Office:  Robinson Hall, Mathematics Department 229E

Phone  (856) 256-4500 ext 3888. e-mail:  hassen@rowan.edu

Office Hours:   W 10:50 to 12:00pm and 5:30 to 6:30 and by appointment.

Prerequisite:  Math 01.330 Introduction to Real Analysis I

Text: Churchill, and Brown, COMPLEX VARIABLES AND APPLICATIONS, 10th ed., MacGraw-Hill Book Company, New York, 1990

Course Description:  This course includes properties of complex numbers and their conjugates, functions of a complex variable, limits, continuity and derivatives for complex functions.  Also included are: Integration and the Cauchy integral theorems, uniform convergence, Taylor's and Laurent's series, and conformal mapping.
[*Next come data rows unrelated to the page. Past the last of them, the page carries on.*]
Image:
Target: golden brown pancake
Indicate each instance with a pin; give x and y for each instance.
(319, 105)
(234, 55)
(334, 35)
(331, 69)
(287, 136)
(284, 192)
OBJECTIVES:  This course is intended to provide an introduction to the techniques of complex analysis for majors in mathematics, physics and engineering.  This is an important course for serious students of both pure and applied mathematics who are considering graduate training.  While proofs of selected theorems are given, stress is on techniques and applications.

 

CONTENT:

1.                  Introduction: The complex numbers; Elementary algebraic and geometric properties; Complex sequences

2.                  Analytic Functions: Functions of Complex Variable; Limit and Continuity, Uniformly Continuous Functions; Derivatives and elementary properties; Cauchy-Riemann Equations; Further Properties of Analytical Functions

3.                  Elementary Functions: The Logarithmic Function; The Power Functions; Exponential and Trigonometric Functions; Hyperbolic Functions

4.                  Integrals: Curves and parameterization of curves; Contour Integrals; Cauchy-Goursat Theorem and Morera's Theorem; The Cauchy Integral Formula; Liouville Theorem and Fundamental Theorem of Algebra; Maximum Modulus Theorem

5.                  Series: Convergent Series; Taylor Series; Laurent Series

6.                  Residues and Poles:  Isolated Singularities;  Cauchy Residue Theorem; Evaluation of Improper Integrals; Zeros and Poles

Grading Policy: Your final grades will be determined by your results on three tests and homework assignments, and class participation. Thus attendance will be very important. The dates for each test will be announced in class two weeks before the test date. The materials covered in the four tests will be as follows:

Test 1            (25% of the total grade) covers all sections of Chapters 1 and 2

Test 2           (30% of the total grade) covers   Chapter 3 and 4

Test 3          (25% of the total grade) covers Chapters 5 and 6 

20% of your grade will be from homework assignments. A letter grade assignment will be as follows:

A(A-) = 90 to 100      B(-,+) = 80 to 89      C(-,+) =  70 to 79    D(-,+) = 55 to 69    F = 0 to 54

Homework:    Click here for homework problems

Attendance Policy: Attendance is mandatory. An attendance sheet will be passed around at the beginning of each class period. Please write your signature next to your printed name on the list. If you are absent/tardy from a class, you must submit a note requesting that the absence/tardiness be excused by the next class meeting. Each student is allowed a total of three unexcused absences/tardies (combined). If you miss a class, it is your responsibility to study the section(s) covered and do the homework.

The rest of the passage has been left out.